Stamper House in Paul Newman’s film of Ken Kesey’s novel, Sometimes a Great Notion.
+ I thought I was a reasonably well-read person, until I went through Le Monde’s list of the 100 best books of the 20th century this morning and checked off only 47 and some of those, like Lacan’s Ecrits, I could hardly count as having “read,” more like pushed my way through uncomprehendingly until the last friggin’ word…
+ “Why does nobody talk about this?” Maybe they don’t have the words to talk about it.

+ Vice: “35% of Generation Z respondents admit to using substances, such as cannabis, alcohol, or prescription medication, before starting their workday.” Most of them will need something stronger by the end of the year…
+ Jimmy Kimmel: “You know how sometimes you wake up and the First Lady demands you be fired? We’ve all been there, right? — I agree hateful, violent rhetoric is something we should reject… a great place to start to dial that back would be to talk to your husband.”
+ The word on the street in Queens is that pre-adolescent Trump (yes, there’s plenty of anecdotal evidence he remains stuck in this age of human so-called development) used to stand on the roof of Daddy’s mansion and throw rocks at nannies as they pushed baby strollers down the sidewalk. Given his limited athletic skills, he probably didn’t hit any.

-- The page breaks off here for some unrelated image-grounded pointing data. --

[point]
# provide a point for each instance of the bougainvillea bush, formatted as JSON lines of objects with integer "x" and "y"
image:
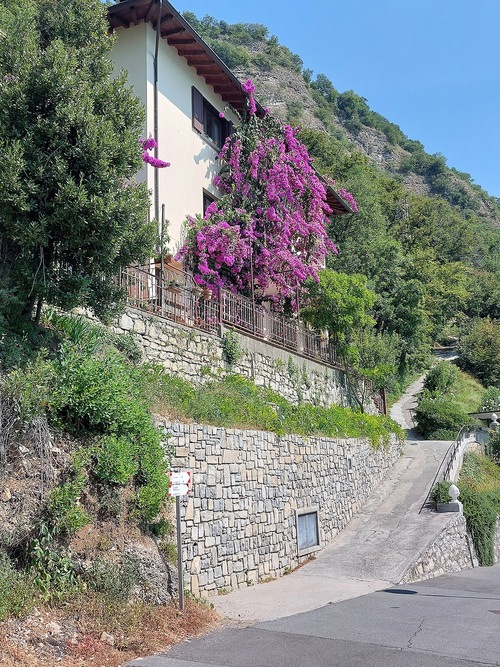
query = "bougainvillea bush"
{"x": 269, "y": 228}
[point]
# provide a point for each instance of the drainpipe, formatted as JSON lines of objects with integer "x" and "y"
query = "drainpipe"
{"x": 155, "y": 111}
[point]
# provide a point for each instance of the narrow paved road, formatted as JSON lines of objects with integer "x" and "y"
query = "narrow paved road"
{"x": 344, "y": 608}
{"x": 450, "y": 621}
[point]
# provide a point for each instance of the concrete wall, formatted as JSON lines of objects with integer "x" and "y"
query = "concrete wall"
{"x": 199, "y": 357}
{"x": 192, "y": 156}
{"x": 239, "y": 521}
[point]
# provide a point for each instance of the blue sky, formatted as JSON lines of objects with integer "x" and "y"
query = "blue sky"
{"x": 431, "y": 66}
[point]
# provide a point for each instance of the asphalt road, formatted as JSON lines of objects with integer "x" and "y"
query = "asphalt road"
{"x": 448, "y": 621}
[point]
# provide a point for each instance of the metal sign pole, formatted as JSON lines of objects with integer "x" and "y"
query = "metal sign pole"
{"x": 179, "y": 552}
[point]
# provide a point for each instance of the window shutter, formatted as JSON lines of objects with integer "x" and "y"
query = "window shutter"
{"x": 197, "y": 110}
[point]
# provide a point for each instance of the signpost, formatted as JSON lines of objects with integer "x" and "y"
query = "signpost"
{"x": 179, "y": 486}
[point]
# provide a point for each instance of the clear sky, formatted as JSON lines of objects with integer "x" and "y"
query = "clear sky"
{"x": 430, "y": 66}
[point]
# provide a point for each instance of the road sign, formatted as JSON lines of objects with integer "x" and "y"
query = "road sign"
{"x": 182, "y": 477}
{"x": 178, "y": 490}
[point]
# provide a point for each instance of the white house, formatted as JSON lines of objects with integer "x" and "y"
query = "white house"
{"x": 184, "y": 86}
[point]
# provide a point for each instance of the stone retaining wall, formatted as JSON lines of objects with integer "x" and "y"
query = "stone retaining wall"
{"x": 199, "y": 357}
{"x": 239, "y": 524}
{"x": 451, "y": 551}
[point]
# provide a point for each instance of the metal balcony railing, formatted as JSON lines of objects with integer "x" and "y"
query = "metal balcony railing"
{"x": 172, "y": 293}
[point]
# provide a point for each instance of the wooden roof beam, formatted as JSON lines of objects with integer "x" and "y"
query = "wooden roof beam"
{"x": 179, "y": 42}
{"x": 174, "y": 31}
{"x": 150, "y": 12}
{"x": 118, "y": 19}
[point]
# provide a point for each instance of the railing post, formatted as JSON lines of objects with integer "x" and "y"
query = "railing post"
{"x": 221, "y": 309}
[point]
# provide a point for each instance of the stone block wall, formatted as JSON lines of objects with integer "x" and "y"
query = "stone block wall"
{"x": 198, "y": 356}
{"x": 239, "y": 521}
{"x": 451, "y": 551}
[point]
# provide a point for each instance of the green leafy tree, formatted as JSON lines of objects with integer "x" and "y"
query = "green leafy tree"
{"x": 70, "y": 214}
{"x": 341, "y": 305}
{"x": 479, "y": 351}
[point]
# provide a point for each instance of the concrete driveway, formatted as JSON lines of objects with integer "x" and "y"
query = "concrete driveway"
{"x": 448, "y": 621}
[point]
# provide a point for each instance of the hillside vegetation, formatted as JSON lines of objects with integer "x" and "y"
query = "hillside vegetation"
{"x": 426, "y": 237}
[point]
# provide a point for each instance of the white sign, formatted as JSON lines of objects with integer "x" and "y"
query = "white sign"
{"x": 182, "y": 477}
{"x": 178, "y": 490}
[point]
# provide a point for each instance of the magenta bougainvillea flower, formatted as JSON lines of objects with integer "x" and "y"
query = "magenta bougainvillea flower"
{"x": 148, "y": 145}
{"x": 268, "y": 231}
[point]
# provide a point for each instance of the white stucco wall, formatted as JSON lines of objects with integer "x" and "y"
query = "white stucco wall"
{"x": 192, "y": 157}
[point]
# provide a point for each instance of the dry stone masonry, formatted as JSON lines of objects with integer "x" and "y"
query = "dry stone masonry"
{"x": 239, "y": 524}
{"x": 199, "y": 357}
{"x": 451, "y": 551}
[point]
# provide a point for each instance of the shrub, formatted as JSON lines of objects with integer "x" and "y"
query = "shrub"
{"x": 440, "y": 493}
{"x": 490, "y": 400}
{"x": 479, "y": 351}
{"x": 441, "y": 377}
{"x": 116, "y": 460}
{"x": 52, "y": 567}
{"x": 17, "y": 591}
{"x": 64, "y": 513}
{"x": 433, "y": 415}
{"x": 115, "y": 580}
{"x": 481, "y": 515}
{"x": 231, "y": 347}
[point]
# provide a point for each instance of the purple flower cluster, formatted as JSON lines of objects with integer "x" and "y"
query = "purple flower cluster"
{"x": 148, "y": 145}
{"x": 270, "y": 225}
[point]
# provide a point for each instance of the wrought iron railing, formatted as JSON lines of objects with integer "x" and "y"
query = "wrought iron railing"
{"x": 173, "y": 294}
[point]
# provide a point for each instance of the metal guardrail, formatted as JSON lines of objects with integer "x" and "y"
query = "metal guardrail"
{"x": 449, "y": 461}
{"x": 172, "y": 293}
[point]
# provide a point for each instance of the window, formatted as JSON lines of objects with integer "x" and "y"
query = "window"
{"x": 206, "y": 120}
{"x": 307, "y": 530}
{"x": 207, "y": 200}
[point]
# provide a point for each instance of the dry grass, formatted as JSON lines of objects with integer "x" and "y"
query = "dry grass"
{"x": 138, "y": 630}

+ The weirdest thing about Stanley Kubrick’s daughter, Vivian, attacking Erika Kirk is that Stanley Kubrick’s daughter Vivian is apparently full-on MAGA…Perhaps her father’s “Eyes Wide Shut” wasn’t a visionary exposure of the sexual perversities of the elites who run the world economy after all…
+ Greil Marcus: “Punk was just a single, venomous one-syllable, two-syllable phrase of anger—which was necessary to reignite rock & roll. But sooner or later, someone was going to want to say more than fuck you.” Maybe, eventually. But nearly fifty years after I first dropped the needle on “Never Mind the Bollocks, Here’s the Sex Pistols,” “fuck you” or “fuck it” still pretty much says it all about just about everything. Nobody has the time or patience for another “Sad Eyed Lady of the Lowlands” or “Dazed and Confused,” even though we all are…

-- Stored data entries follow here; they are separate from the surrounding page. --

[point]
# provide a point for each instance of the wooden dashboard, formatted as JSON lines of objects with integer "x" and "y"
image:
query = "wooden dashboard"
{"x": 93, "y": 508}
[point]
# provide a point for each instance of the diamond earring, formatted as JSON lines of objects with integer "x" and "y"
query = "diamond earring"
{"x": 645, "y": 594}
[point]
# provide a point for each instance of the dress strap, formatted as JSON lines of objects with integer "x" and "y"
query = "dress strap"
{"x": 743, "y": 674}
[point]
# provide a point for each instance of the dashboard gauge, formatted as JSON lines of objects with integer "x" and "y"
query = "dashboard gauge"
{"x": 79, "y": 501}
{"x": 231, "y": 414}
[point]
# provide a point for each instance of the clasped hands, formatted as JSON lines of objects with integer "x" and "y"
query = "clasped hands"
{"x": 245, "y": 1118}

+ Kim Gordon on the meanings of “cool” (or “Kool” in the orthography of Sonic Youth) and “punk”: “This friend of mine once said, ‘Once you’ve given birth and seen death, the idea of cool doesn’t really enter into the equation. I think it’s cool to be a mom. The thing that isn’t cool to me is being corporate. I kind of have always resisted that. And that to me is really, if you were to define punk in some way, it would be sort of anti-corporate. But it doesn’t have to be anything stylized or sound a different way. It’s an attitude….Every tour I’m like [at 72], ‘Can I still wear shorts?” (From an interview in Elle with Sofia Coppola.)
All This Red, White and Blue Can’t Replicate My View…
Booked Up
What I’m reading this week…
The Complicit Lens: US Media Coverage of Israel’s Genocide in Gaza
Robin Anderson
(OR Books)
The Alibi of Capital: How We Broke the Earth to Steal the Future on the Promise of a Better Tomorrow
Timothy Mitchell
(Verso)
Under Jackie’s Shadow: Voices of Black Minor Leaguers Baseball Left Behind
Mitchell Nathanson
(Nebraska)
Sound Grammar
What I’m listening to this week…
Something Worth Waiting For
Friko
(ATO)
Graceland Way
Mikaela Davis
(Kill Rock Stars)
Alight Upon the Lake: Live at the Jazz Showcase, 1975
Yusef Lateef
(Resonance)
A Settling of Grievances
‘I don’t trust anybody’s nostalgia but my own. Nostalgia is a product of dissatisfaction and rage. It’s a settling of grievances between the present and the past. The more powerful the nostalgia, the closer you come to violence. War is the form nostalgia takes when men are hard-pressed to say something good about their country.”